Prime Minister Jacinda Ardern and Māori-Crown Relations Minister Kelvin Davis are denying claims the border reopening decision was made without Māori consultation.
The Government announced on Thursday that mandatory state-run managed isolation and quarantine (MIQ) will be phased out for international arrivals from March, with travellers expected to self-isolate for seven to 10 days instead.
In a statement released shortly after, Dr Donna Cormack from Te Rōpu Whakakaupapa Urutā - the National Māori Pandemic Group - said the plan was made without consultation with Māori, or consideration for their wellbeing.
"We understand the importance of people being able to return home, and families being able to reconnect," the health researcher and lecturer said.
"But we are concerned that in spite of repeated calls from Māori and the strong, clear messages from the Waitangi Tribunal to the Government at the end of last year, this announcement fails to consider the disparate impacts and risks for Māori communities."
She said due to the "racist, inequitable rollout of the vaccination programme", Māori have had later access to the COVID-19 vaccine and are not as protected as other population groups as a result.
"In addition, there are already inequities in the rollout of the paediatric vaccination, meaning that tamariki Māori are much less protected than Pākehā children - currently vaccination rates for Māori tamariki are about half those for the total population.
"It is frustrating and really worrying that the Government is prepared again to move ahead with plans that carry more risk for Māori than for other groups."
Ardern, speaking in Auckland CBD on Friday at the new Cloud pop-up vaccination centre, said Māori had been consulted.
"Throughout the pandemic we've worked really closely with Māori on our response," she told reporters.
"There's been areas, particularly things like care in our community, where we ensured that we are able to look after people - increasingly as it becomes a mild-to-moderate illness - in their homes.
"We've also been working closely on our vaccination rollout. Everything we're learning and developing along the way we're using to improve and ensure that every stage is better than the last.
"We know that there's always more we could be doing but I'm confident that what we've done here in New Zealand has protected all our people, including Māori.
"On the reopening dates, we've been very deliberate in choosing to reopen at the time we have, to enable as many people as possible to be eligible for their booster. In fact, 92 percent by the time we reopen will be eligible for that booster and I encourage everyone to go out and take up that opportunity."

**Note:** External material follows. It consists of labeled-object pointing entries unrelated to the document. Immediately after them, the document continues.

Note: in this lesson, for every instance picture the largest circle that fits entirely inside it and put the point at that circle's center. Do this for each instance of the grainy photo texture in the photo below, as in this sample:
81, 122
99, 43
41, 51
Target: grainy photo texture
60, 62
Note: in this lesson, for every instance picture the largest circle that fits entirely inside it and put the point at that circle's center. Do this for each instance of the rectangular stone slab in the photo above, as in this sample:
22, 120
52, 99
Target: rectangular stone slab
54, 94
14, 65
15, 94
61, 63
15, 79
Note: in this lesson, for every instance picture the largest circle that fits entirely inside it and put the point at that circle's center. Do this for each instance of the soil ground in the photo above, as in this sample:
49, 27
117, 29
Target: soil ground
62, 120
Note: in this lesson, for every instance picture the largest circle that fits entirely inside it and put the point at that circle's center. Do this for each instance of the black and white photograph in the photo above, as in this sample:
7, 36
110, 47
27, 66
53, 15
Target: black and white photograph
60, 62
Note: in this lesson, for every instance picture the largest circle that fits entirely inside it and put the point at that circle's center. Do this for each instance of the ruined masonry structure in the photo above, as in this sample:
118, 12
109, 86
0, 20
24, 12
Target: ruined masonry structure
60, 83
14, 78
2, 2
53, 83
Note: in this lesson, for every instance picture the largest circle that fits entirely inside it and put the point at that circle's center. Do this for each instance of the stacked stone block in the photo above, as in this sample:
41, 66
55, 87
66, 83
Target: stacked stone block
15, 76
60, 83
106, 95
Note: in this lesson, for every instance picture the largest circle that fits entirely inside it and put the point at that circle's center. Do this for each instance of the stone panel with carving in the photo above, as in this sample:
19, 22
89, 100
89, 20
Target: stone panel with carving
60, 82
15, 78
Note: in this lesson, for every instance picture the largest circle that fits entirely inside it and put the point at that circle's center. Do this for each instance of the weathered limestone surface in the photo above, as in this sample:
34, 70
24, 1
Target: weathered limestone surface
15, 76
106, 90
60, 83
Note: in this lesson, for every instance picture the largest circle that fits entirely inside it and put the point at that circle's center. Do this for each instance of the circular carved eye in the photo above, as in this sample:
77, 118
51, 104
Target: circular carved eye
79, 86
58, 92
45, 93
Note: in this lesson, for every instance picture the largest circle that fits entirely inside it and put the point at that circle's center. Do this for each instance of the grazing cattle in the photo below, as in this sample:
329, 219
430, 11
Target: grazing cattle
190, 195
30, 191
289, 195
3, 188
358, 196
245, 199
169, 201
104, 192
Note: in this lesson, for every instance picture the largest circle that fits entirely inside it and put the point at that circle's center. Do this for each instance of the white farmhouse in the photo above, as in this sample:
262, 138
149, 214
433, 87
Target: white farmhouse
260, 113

Davis also pushed back against the accusations.
"I disagree entirely with that," he told reporters.
"We've been engaging with Māori since March 2020. In fact, earlier this week we met with the pandemic response group. We gave them a heads up about the Prime Minister's announcement that she made yesterday. They were fairly relaxed about that and appreciated the conversations that we have been having.
"I just really dispute the calls from some groups in Māoridom that there hasn't been consultation, because even this week we've met with the Iwi chairs three times. During the height of Delta last year, I was meeting with three different groups each week.
"There's been a lot of conversations and we've taken on board a lot of the ideas that we've come up with."
The disagreement comes just days before virtual Waitangi commemorations. The usual packed gathering at Te Whare Rūnanga on the Upper Grounds of Waitangi has been called off this year to avoid an Omicron outbreak.
"That doesn't stop us around the country being able to take stock on the day, to reflect - as I've done today - with our National Iwi Chairs Forum on the progress that we're making and the work that's yet to be done," Ardern said.
"There's always more work to be done but in my view that will be the case with a document, that is a living document, where we're constantly striving to be better partners as a government."
It's not the first time the Government has been accused of leaving Māori behind during the pandemic. The Waitangi Tribunal released a scathing ruling of the Government's response in December last year, saying Māori were put at risk, particularly due to the initial blanket approach to the vaccine rollout.
The Government, after calls for change, opted for a whānau-centred approach to the vaccine rollout for Māori and is contributing millions of dollars to providers.
The Ministry of Health lost a High Court battle in November against the Whānau Ora Commissioning Agency over its repeated requests for data on all eligible Māori in the North Island who had not been vaccinated.
The Ministry of Health has since provided information on unvaccinated Māori aged 12 and up. The Whānau Ora Commissioning Agency is now planning further legal action to get data on tamariki Māori who are eligible for the vaccine.
The latest data shows 90 percent of Māori have had at least one dose.
An additional 100,000 Māori will be eligible to get their booster vaccine now the interval between the second dose and the booster has been shortened from four months to three.
So far, 116,557 Māori have had their booster.